# OPS-SAT case starter-kit notebook

ESA's [Kelvins](https://kelvins.esa.int) competition "[the OPS-SAT case](https://kelvins.esa.int/opssat/home/)" is a novel data-centric challenge that asks you to work with the raw data of a satellite and very few provided labels to find the best parameters for a given machine learning model. Compared to previous competitions on Kelvins (like the [Pose Estimation](https://kelvins.esa.int/pose-estimation-2021/) or the [Proba-V Super-resolution challenge](https://kelvins.esa.int/proba-v-super-resolution/)) where the test-set is provided and the infered results are submitted, for the OPS-SAT case, we will run inference on the Kelvins server directly! This notebooks contains examples on how you can load your data and train an **EfficientNetLite0** model by only using the 80-labeled images provided. Therefore, the directory `images`, containing unlabeld patches and included in the training dataset is not used for this notebook. However, competitors are encouraged to use these patches to improve the model accuracy.

# 1. Module imports

If you do not have a GPU, uncomment and run the next commands.


In [25]:
import os
os.environ["CUDA_VISIBLE_DEVICES"]="-1"
file = '/home/phillip/PycharmProjects/the_opssat_case_starter_kit'

Other imports.

In [26]:
import tensorflow as tf
from tensorflow import keras

import numpy as np
from sklearn.metrics import cohen_kappa_score

from efficientnet_lite import EfficientNetLiteB0

# 2. Utility Functions

You can use this function to load your training data.

In [27]:
def get_images_from_path(dataset_path, _seed: int = 42):
    """ Get images from path and normalize them applying channel-level normalization. """

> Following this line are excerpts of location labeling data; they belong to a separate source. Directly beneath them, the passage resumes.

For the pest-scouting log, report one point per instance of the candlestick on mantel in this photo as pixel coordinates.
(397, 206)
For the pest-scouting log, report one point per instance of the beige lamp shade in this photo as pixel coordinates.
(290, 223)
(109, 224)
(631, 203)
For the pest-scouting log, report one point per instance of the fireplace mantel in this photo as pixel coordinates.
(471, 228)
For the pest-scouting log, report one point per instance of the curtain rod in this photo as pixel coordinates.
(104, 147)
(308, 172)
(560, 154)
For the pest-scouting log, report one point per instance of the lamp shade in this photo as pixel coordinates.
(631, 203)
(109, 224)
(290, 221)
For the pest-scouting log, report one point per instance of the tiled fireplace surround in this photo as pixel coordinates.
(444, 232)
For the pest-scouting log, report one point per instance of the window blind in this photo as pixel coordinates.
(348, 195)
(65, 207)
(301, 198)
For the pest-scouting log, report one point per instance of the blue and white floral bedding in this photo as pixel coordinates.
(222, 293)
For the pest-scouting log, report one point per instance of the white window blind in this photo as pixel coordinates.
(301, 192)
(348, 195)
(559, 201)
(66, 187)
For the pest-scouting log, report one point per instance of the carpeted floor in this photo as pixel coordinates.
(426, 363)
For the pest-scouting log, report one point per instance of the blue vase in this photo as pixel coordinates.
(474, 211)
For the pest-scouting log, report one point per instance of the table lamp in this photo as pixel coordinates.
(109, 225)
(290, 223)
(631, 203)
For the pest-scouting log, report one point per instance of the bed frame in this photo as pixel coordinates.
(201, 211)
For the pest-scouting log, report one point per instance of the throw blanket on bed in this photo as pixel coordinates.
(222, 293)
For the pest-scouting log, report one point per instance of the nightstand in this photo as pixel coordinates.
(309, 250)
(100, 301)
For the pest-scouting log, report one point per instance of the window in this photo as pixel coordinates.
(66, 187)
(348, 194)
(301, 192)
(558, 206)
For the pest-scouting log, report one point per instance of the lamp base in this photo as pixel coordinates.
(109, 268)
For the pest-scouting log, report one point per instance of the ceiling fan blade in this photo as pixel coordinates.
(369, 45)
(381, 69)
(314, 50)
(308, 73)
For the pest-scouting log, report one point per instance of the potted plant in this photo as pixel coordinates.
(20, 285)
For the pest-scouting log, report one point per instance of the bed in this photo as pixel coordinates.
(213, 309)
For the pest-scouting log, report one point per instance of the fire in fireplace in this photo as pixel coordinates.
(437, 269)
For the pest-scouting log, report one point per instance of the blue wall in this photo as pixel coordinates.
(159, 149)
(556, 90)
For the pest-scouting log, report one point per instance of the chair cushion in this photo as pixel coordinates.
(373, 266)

    # loading all images in one large batch
    tf_train_data = tf.keras.utils.image_dataset_from_directory(dataset_path, image_size=input_shape[:2], shuffle=False, validation_split=0.4, subset="training", seed=_seed)
    tf_eval_data = tf.keras.utils.image_dataset_from_directory(dataset_path, image_size=input_shape[:2], shuffle=False, validation_split=0.4, subset="validation", seed=_seed)
    
    # extract images and targets
    for tf_eval_images, tf_eval_targets in tf_eval_data:
        break
        
    for tf_train_images, tf_train_targets in tf_train_data:
        break

    return tf.convert_to_tensor(tf_train_images), tf_train_targets, tf.convert_to_tensor(tf_eval_images), tf_eval_targets

# 3. Loading the model

The network architecture used for OPS-SAT is **EfficientNetLite0**. We would like to thank Sebastian for making a Keras implementation of EfficientNetLite publicly available under the Apache 2.0 License: https://github.com/sebastian-sz/efficientnet-lite-keras. Our Version of this code has been modified to better fit our purposes. For example, we removed the ReLU "stem_activation" to better match a related efficientnet pytorch implementation. In any way, **you have to use the model architecture that we provide in our [starter-kit](https://gitlab.com/EuropeanSpaceAgency/the_opssat_case_starter_kit).**

In [28]:
input_shape = (200, 200, 3)   # input_shape is (height, width, number of channels) for images
num_classes = 8
model = EfficientNetLiteB0(classes=num_classes, weights=None, input_shape=input_shape, classifier_activation=None)
# model.summary()

block1a_ same
block2a_ ((1, 1), (1, 1))
block2a_ valid
block2b_ same
block3a_ ((2, 2), (2, 2))
block3a_ valid
block3b_ same
block4a_ ((1, 1), (1, 1))
block4a_ valid
block4b_ same
block4c_ same
block5a_ same
block5b_ same
block5c_ same
block6a_ ((2, 2), (2, 2))
block6a_ valid
block6b_ same
block6c_ same
block6d_ same
block7a_ same


# 4. Loading data

Uncomment next line and adjust with the path of your dataset. 

In [29]:
training_dataset_path=os.path.join(file, 'ops_sat_competiton_official_training')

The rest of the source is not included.